Violence against Women

Courage does not always roar. Sometimes, it is the quiet voice at the end of the day saying,  “I will try again tomorrow.”


Women and children are often in great danger in the place where they should be safest: within their families.

For many, ‘home’ is where they face a regime of terror and violence at the hands of somebody close to them – somebody they should be able to trust. Those victimized suffer physically and psychologically. They are unable to make their own decisions, voice their own opinions or protect themselves and their children for fear of further repercussions. Their human rights are denied and their lives are stolen from them by the ever-present threat of violence.

“Violence against women is a manifestation of historically unequal power relations between men and women, which have led to domination over and discrimination against women by men and to the prevention of the full advancement of women…”

— The United Nations Declaration on the Elimination of Violence against Women, General Assembly Resolution, December 1993.

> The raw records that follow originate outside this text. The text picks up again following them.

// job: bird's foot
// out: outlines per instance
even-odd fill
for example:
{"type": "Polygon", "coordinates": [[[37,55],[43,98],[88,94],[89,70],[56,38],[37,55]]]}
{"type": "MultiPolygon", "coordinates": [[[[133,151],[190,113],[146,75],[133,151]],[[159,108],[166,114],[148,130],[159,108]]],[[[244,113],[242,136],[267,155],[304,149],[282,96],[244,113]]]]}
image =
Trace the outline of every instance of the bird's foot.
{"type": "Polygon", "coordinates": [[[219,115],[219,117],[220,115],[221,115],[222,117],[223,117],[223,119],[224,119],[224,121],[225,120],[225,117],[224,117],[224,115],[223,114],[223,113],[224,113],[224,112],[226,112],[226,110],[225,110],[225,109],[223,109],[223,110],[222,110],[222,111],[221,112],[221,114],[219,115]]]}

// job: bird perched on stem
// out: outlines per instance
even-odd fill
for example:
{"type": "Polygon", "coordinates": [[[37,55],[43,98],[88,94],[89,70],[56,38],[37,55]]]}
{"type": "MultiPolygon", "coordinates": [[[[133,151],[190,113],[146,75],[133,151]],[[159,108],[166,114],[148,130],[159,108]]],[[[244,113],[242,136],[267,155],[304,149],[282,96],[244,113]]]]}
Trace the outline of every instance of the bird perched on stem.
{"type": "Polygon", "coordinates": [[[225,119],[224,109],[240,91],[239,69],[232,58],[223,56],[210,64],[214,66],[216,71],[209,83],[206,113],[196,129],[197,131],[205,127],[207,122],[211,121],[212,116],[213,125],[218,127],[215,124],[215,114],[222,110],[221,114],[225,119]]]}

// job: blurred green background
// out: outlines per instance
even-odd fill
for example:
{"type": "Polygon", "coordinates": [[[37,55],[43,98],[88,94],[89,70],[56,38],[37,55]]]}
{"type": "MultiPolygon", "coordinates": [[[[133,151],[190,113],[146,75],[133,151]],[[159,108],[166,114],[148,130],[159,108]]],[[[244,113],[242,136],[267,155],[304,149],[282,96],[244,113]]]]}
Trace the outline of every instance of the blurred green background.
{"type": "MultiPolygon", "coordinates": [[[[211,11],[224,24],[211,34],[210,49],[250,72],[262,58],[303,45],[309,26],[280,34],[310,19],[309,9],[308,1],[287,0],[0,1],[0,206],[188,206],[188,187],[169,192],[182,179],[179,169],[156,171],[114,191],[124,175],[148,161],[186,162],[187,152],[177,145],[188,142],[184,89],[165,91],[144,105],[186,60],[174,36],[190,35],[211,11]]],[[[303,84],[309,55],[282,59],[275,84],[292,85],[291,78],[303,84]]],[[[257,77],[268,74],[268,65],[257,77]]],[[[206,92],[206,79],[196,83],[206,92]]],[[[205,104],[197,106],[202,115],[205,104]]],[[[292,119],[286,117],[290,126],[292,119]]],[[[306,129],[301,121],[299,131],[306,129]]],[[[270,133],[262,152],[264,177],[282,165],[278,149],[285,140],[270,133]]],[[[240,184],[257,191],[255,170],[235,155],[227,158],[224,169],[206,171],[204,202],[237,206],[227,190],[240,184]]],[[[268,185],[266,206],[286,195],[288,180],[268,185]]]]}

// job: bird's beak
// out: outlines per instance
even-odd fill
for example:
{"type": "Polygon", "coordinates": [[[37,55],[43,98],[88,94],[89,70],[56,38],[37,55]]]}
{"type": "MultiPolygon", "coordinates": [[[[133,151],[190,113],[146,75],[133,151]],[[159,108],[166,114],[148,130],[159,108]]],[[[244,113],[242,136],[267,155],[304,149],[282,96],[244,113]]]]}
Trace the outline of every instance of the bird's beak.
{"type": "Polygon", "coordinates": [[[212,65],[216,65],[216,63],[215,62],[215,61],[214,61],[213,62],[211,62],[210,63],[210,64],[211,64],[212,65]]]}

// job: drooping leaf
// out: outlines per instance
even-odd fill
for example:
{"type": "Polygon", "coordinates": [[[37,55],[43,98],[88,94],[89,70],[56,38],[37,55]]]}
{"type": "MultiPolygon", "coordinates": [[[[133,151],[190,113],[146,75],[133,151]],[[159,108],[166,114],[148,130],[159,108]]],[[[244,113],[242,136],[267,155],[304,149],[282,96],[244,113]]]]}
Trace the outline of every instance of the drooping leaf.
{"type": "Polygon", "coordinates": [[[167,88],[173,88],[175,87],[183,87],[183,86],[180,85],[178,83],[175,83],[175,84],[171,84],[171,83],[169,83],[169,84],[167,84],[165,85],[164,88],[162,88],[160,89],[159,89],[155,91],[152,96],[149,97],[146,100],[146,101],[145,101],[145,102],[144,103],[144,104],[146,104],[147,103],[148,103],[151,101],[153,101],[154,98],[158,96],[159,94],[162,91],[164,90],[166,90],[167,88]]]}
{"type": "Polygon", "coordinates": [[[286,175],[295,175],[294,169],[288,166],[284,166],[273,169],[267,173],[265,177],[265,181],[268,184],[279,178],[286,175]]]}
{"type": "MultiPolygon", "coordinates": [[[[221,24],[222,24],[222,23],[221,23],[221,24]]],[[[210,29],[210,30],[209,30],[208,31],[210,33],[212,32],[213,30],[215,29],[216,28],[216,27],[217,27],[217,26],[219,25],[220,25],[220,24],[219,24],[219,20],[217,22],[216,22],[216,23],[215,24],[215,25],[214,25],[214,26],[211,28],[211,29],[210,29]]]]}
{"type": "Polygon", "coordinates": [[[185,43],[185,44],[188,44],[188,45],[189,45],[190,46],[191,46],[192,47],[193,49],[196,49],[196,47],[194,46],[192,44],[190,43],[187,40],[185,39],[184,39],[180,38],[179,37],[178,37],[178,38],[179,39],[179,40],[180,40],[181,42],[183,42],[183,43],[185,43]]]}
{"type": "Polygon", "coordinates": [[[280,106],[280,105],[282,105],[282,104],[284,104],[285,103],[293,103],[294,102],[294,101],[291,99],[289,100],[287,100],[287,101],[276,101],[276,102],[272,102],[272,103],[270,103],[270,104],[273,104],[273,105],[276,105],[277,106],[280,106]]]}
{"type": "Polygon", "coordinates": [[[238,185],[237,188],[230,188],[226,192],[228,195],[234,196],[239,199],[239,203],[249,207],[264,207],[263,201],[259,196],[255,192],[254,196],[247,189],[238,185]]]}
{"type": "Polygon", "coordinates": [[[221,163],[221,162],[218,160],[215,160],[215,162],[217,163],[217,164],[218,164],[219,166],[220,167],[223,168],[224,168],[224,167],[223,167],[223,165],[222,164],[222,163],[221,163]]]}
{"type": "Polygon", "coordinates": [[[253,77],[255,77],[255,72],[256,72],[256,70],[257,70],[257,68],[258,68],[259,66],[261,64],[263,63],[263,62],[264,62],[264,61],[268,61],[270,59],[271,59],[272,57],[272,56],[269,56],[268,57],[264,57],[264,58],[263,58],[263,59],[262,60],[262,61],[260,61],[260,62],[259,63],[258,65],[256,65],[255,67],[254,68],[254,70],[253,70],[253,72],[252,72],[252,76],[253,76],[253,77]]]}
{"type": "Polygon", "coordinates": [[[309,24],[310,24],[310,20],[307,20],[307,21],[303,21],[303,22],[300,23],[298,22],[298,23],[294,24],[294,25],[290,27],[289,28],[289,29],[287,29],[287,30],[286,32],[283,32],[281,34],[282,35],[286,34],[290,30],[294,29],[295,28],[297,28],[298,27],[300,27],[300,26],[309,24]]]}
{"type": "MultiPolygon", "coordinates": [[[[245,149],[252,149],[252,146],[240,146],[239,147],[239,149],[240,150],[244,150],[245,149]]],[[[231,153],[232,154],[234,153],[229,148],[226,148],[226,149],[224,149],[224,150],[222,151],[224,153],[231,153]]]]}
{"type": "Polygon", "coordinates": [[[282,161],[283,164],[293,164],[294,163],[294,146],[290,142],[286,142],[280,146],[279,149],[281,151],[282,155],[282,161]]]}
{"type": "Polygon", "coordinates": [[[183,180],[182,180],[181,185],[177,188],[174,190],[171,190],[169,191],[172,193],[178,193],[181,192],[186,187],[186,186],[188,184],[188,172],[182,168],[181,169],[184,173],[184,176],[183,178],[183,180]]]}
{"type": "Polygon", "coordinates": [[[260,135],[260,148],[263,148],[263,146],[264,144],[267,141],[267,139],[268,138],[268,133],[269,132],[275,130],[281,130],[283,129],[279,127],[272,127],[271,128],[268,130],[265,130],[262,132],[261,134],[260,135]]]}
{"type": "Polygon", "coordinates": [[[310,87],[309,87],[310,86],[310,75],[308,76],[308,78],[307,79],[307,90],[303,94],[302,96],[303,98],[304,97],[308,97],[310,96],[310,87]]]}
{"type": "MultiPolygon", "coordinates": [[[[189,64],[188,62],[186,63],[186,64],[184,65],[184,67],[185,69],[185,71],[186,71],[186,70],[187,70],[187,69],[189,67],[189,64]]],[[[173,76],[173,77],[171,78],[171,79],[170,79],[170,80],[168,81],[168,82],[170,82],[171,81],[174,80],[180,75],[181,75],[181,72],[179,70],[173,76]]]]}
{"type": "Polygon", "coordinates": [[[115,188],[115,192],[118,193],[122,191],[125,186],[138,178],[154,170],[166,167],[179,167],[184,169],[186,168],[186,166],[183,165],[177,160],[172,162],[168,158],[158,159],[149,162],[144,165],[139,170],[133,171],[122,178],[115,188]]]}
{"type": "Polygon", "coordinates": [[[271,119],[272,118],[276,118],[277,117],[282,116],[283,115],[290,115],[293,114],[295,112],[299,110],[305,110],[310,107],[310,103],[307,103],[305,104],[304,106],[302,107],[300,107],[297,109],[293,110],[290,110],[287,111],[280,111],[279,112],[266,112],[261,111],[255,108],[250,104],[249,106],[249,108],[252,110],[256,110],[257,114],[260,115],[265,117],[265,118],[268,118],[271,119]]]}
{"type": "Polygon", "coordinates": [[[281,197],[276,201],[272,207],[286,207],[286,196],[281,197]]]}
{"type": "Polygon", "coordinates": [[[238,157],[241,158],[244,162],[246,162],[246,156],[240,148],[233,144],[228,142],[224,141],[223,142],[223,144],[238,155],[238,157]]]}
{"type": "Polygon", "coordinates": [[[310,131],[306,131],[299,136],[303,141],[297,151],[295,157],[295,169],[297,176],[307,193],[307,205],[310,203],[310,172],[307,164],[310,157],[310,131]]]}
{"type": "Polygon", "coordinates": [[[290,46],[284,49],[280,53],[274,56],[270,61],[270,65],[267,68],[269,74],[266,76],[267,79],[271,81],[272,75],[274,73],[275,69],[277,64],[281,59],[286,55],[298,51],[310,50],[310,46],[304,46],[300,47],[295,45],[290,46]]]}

Here I would like to put forth examples of Violence against Women throughout their Life Cycle:

  • Pre-birth: Sex-selective abortion; effects of battering during pregnancy on birth outcomes;
  • Infancy: Female infanticide; physical, sexual & psychological abuse.
  • Girlhood: Child marriage; female genital mutilation; child prostitution &  pornography; incest; physical, sexual & psychological abuse.
  • Adolescence: Dating & courtship violence; physical, sexual & psychological abuse.
  • Adulthood: Economically coerced sex; sexual abuse at workplace; rape; sexual harassment; forced prostitution & pornography; trafficking in women; partner violence; marital rape; dowry abuse & murders; partner homicide; forced pregnancy & abortions; abuse of women with disabilities/divorcee/widow/single in;  physical, sexual & psychological abuse.
  • Elderly women: Forced “suicide” or homicide of widows for economic reasons; physical, sexual & psychological abuse.

And the problem is that many a times women too are party to these crimes. We need to educate ourselves first about respecting self as well as other. The next step is to educate our families, especially the new generation about respecting one and all to ensure that such incidents don’t happen in our family. There is a saying in Sanskrit — “If you educate a man, you educate a person. But if you educate a woman, you educate a household”.